Low oxygen conditions on coral reefs could worsen by 287% by 2100: Study

NEW DELHI: Using climate models, scientists have predicted a significant increase in hypoxia, or low oxygen conditions, in coral reefs by 2100 under all warming scenarios. According to them, the increase ranges from 13 to 42 percent under one scenario, and from 97 to 287 percent under an extreme scenario relative to the present.
Scientists say hypoxia is becoming more common due to rising global temperatures and more frequent and intense heat waves at sea.
An international team of researchers led by the Scripps Institution of Oceanography of the University of California, San Diego (USA) determined the current state of hypoxia in 32 different regions of the globe and found that hypoxia is already widespread in many reefs.
Although ocean deoxygenation, which is the general reduction of oxygen in the world’s oceans and coastal waters, is well documented, hypoxia in coral reefs is relatively poorly studied.
Loss of ocean oxygen is predicted to threaten global marine ecosystems, although further research is needed to better understand the biological impact on tropical corals and coral reefs.
The research is claimed to provide an unprecedented study of the loss of oxygen in coral reefs around the globe as the ocean warms. It was published in the journal Nature Climate Change.
The authors found that hypoxia is already occurring in some reef habitats and will worsen if ocean temperatures continue to warm due to climate change.
They also used models of four different climate change scenarios to predict that by 2100, ocean warming and oxygen depletion will significantly increase the duration, intensity and severity of hypoxia on coral reefs.
The analysis was conducted by a marine scientist Ariel Pezner While a PhD student Scripps Oceanography.

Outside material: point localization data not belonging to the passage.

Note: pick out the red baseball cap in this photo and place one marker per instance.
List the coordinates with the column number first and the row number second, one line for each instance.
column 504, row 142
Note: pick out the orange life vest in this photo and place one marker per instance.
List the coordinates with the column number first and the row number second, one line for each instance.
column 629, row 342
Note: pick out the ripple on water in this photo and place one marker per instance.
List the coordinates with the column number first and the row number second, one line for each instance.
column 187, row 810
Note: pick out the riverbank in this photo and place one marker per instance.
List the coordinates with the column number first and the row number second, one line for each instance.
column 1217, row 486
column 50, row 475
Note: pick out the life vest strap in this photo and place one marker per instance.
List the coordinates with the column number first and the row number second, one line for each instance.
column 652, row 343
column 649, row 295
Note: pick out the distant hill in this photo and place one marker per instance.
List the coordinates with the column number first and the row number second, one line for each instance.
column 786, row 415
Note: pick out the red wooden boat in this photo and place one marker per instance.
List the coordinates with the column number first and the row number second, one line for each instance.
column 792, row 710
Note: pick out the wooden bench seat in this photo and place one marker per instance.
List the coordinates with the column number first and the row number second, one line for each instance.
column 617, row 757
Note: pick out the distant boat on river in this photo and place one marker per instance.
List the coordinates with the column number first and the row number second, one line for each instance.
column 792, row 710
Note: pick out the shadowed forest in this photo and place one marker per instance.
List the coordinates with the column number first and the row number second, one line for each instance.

Pezner and colleagues used autonomous sensor data to study oxygen variability and the effects of hypoxia at 32 different reef sites in 12 locations in waters off Japan, Hawaii, Panama, Palmyra, Taiwan and elsewhere. These sensors measured temperature, salinity, pH, and oxygen levels every 30 minutes.
Historically, hypoxia has been defined by the threshold of a very specific concentration of oxygen in water—less than two milligrams per liter (mg/L)—a threshold established in the 1950s.
The researchers noted that one universal threshold may not apply to all environments or all reefs or all ecosystems, so they explored the possibility of four different hypoxia thresholds: weak (5 mg/L), mild (4 mg/L), moderate (3 mg/L ), and severe hypoxia (2 mg/l).
Based on these thresholds, they found that more than 84 percent of the reefs in this study experienced “mild to moderate” hypoxia at some point during the data collection period, and 13 percent experienced “severe” hypoxia.
As the researchers expected, oxygen at all sites was lowest in the morning and highest during the day, as a result of nighttime respiration and daytime photosynthesis.
When the main producers on the reef have sunlight, they photosynthesize and produce oxygen, Pezner said.
But at night, when there is no sunlight, oxygen is not produced and everything in the reef breathes, it breathes in oxygen and emits carbon dioxide, resulting in an environment with less oxygen, sometimes hypoxia.
“This is a normal process, but as ocean temperatures rise, seawater can hold less oxygen, and the biological demand for oxygen increases, exacerbating nighttime hypoxia,” said the study’s senior author, a biogeochemist. Andreas AnderssonScripps Oceanography.
“Imagine being someone who’s used to sea-level conditions, and then every night you have to sleep somewhere in the Rocky Mountains, where the air is low in oxygen.
“This is similar to what happens when corals are exposed to hypoxia at night and in the morning,” Andersson said.
“And if the duration and intensity of these hypoxic events worsens in the future, it could be like sleeping on Mount Everest every night,” Andersson said.
Establishing baseline conditions through continuous and additional measurements of oxygen in coral reefs over different seasons and longer time scales is “imperative,” as a single definition of “hypoxia” may not be reasonable for all environments, the researchers said.